Luis R. Decamps R.
El profesor Juan Bosch fue quien reiteradamente usó en nuestro país, haciendo una expresa paráfrasis de José Martí, la conocidísima sentencia de que “en política hay cosas que se ven y cosas que no se ven, y a menudo las que no se ven son más importantes que las que se ven”.
Es casi seguro que el ilustre polígrafo de La Vega, al airear con recurrencia esa aguda frase, intentaba, entre otras cosas, llamar la atención tanto a prosélitos como a adversarios en torno a la verdad elemental de que la política, debido a su doble carácter de ciencia y arte, supone no sólo un decidido ejercicio de pensamiento y activismo sino también un inteligente laborantismo de tácticas y estrategias cuyas coordenadas esenciales muchas veces no están al alcance de la simple mirada común.
Juan Bosch.
(No se puede olvidar, por otra parte, que una de las originales acepciones griegas de la palabra “política” -más allá de la etimológica que la entendía como administración, manejo o gobierno de la “polis” o ciudad-Estado-, era la de “habilidad” -a veces extendida hasta “astucia”, “artimaña” o “engaño”-, y que esa fue la concepción que relanzó Nicolás Maquiavelo en el siglo XV -al poner de manifiesto su desvinculación de la moral- y que ha sido en los últimos tiempos tan cara a algunos oficiantes de la misma).
El político, en ese y en otros sentidos, tiene siempre que saber diferenciar entre lo que son los hechos y los artificios (y mucho más en la actividad política moderna, donde el marketing y la inducción de la opinión cotidianamente causan estragos en la conciencia colectiva) de suerte que no termine cayendo en el fenómeno que un gran pensador y revolucionario ruso denominó “subjetivismo”, que no es otra cosa que la pérdida de la “percepción” respecto de la realidad (básicamente entre las brumas de la ilusión o la quimera) y, subsecuentemente, la confusión de ésta con los deseos.
(El “subjetivismo” no puede confundirse con la “alienación”, aunque son conceptos que se relacionan estrechamente entre sí: el primero implica un alejamiento de “lo real” y una consiguiente tendencia al voluntarismo como acción política, y la segunda deviene un acercamiento involuntario a los intereses del adversario y una confusa e inconsciente asunción de su pensamiento y de su conducta social.
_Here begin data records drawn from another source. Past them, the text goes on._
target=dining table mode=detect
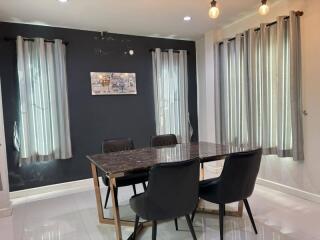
[87,142,254,240]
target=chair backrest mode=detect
[151,134,178,147]
[217,149,262,203]
[102,138,134,153]
[145,159,200,220]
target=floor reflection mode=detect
[0,185,320,240]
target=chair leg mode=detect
[191,208,197,222]
[152,221,157,240]
[142,182,147,191]
[114,187,119,207]
[104,187,110,209]
[132,184,137,196]
[219,204,225,240]
[133,215,139,240]
[174,218,179,231]
[186,215,197,240]
[243,199,258,234]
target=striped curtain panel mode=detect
[214,12,304,160]
[14,36,72,164]
[152,48,192,143]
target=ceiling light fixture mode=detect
[209,0,220,19]
[183,16,192,22]
[259,0,270,16]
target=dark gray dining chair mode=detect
[196,149,262,240]
[130,159,199,240]
[151,134,179,231]
[151,134,178,147]
[102,138,148,208]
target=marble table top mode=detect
[87,142,254,177]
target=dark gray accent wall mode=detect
[0,23,198,191]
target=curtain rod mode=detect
[4,37,69,45]
[219,11,303,45]
[149,48,189,54]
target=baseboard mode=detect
[257,178,320,203]
[10,175,320,205]
[0,206,12,218]
[10,178,94,204]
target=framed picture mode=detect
[90,72,137,95]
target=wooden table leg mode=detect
[110,178,122,240]
[91,163,104,223]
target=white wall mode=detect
[0,79,11,217]
[197,0,320,194]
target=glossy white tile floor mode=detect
[0,186,320,240]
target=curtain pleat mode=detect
[15,36,72,164]
[152,49,192,143]
[214,12,304,160]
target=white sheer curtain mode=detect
[15,36,72,164]
[152,48,192,143]
[214,12,304,160]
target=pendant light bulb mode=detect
[209,0,220,19]
[259,0,270,16]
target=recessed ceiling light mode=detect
[183,16,192,22]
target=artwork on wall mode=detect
[90,72,137,95]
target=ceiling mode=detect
[0,0,276,40]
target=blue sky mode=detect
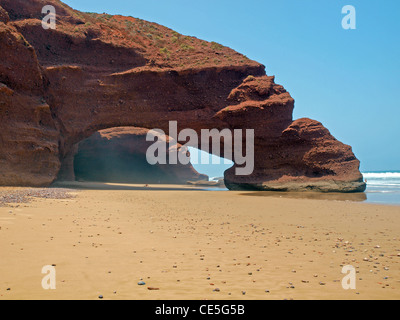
[64,0,400,175]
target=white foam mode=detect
[363,172,400,179]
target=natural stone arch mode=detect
[0,0,365,192]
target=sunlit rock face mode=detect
[0,0,365,192]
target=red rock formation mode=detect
[75,128,208,184]
[0,0,365,192]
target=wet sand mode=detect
[0,183,400,300]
Dos grandes alemanes –Carlos Marx y Max Weber- examinaron el fenómeno de la “alienación” con particular profundidad, si bien tomando caminos que condujeron a conclusiones diferentes).
Nicolas Maquiavelo.
Naturalmente, en América Latina el principal desencadenante de la confusión de marras es el fanatismo, un tipo de aberración ideológica y conductual que se caracteriza por la aceptación o defensa intransigente de una causa determinada por razones de tipo emocional (tradiciones, maniqueísmo, vínculos familiares, etcétera) o material (beneficios pecuniarios, promesas de mejoría, esperanzas de progreso, etcétera), y que tiene como colofón más evidente la auto-anulación de la capacidad para razonar y la sustitución del análisis por el uso repetitivo de palabras, consignas o enunciados con una gran carga sentimental o política, sin importar en esencia la verdad o la mentira… Desde Goebels se conoce la efectividad del fanatismo “científicamente inducido” como herramienta de promoción del “subjetivismo” y la “alienación”.
Probablemente el mayor daño que las dirigencias políticas les han causado a la civilización y a la cultura en nuestra América ha estribado en la anulación de los proyectos de formación política (revistas, periódicos, programas de radio, escuelas de cuadros, planes de estudios, etcétera) que en una época eran parte indisoluble de la militancia partidarista. Sin dudas, la promoción de la ignorancia no sólo resulta más barata sino que actúa como elemento de contención de rebeliones internas: el fanático casi siempre se siente cómodo como parte del rebaño y ve a su pastor como una divinidad incontestable.
Cuando reflexiona sobre estos tópicos, el autor de estas líneas recuerda inevitablemente una frase lapidaria de Rudi Dutschke, el líder anti-autoritario de las revuelas estudiantiles oeste-alemanas de los años sesenta del siglo XX: “Una política sin la transformación interior de los que participan en ella, es una manipulación de las elites”. En otras palabras, la educación (verdadero y esencial proceso de “transformación interior” para el individuo) es lo único que garantiza liberarse de las complejas amarras impuestas por autoridades manipuladoras o clientelistas.
Por supuesto, como hemos comprobado palmariamente los dominicanos, los efectos de la aberración en referencia terminan siendo catastróficos para la sociedad, que se ve privada del espíritu de pluralidad y criticidad que es históricamente gestor de libertad, progreso y bienestar. Porque no es sólo que las cúpulas políticas pueden dirigir a su antojo cuando las bases carecen de educación y entendimiento sino que intentan aplastar toda disidencia por medios pacíficos o violentos, y disponen de un ejército de fanáticos o de estúpidos que, como corifeos, les aplauden y victorean. La sociedad termina, pues, siendo manejada por las elites dirigentes en la dirección que dicte su voluntad sin grietas.
Lord Emerich Edward Dalberg Acton
Un reconocido político y pensador chino del siglo XX, héroe o villano conforme al prisma con el que se examinen sus ideas y sus actuaciones, puso en boga entre sus prosélitos (en un lúcido ensayo sobre las virtudes y los excesos que son propios del accionar humano en sociedad), un apotegma que debería hoy en día servir de divisa a los que opinan en la actividad política y en los medios de comunicación: “El que no investiga no tiene derecho a la palabra”… Claro, es harto sabido que en el mundo del fanatismo eso es pedir más de la cuenta… En todo caso, empero, a quien mejor le cuadre el tocado, que se quede con el sombrero. (El autor es abogado y profesor universitario).
Santo Domingo, R.D., martes, 22 de marzo de 2011.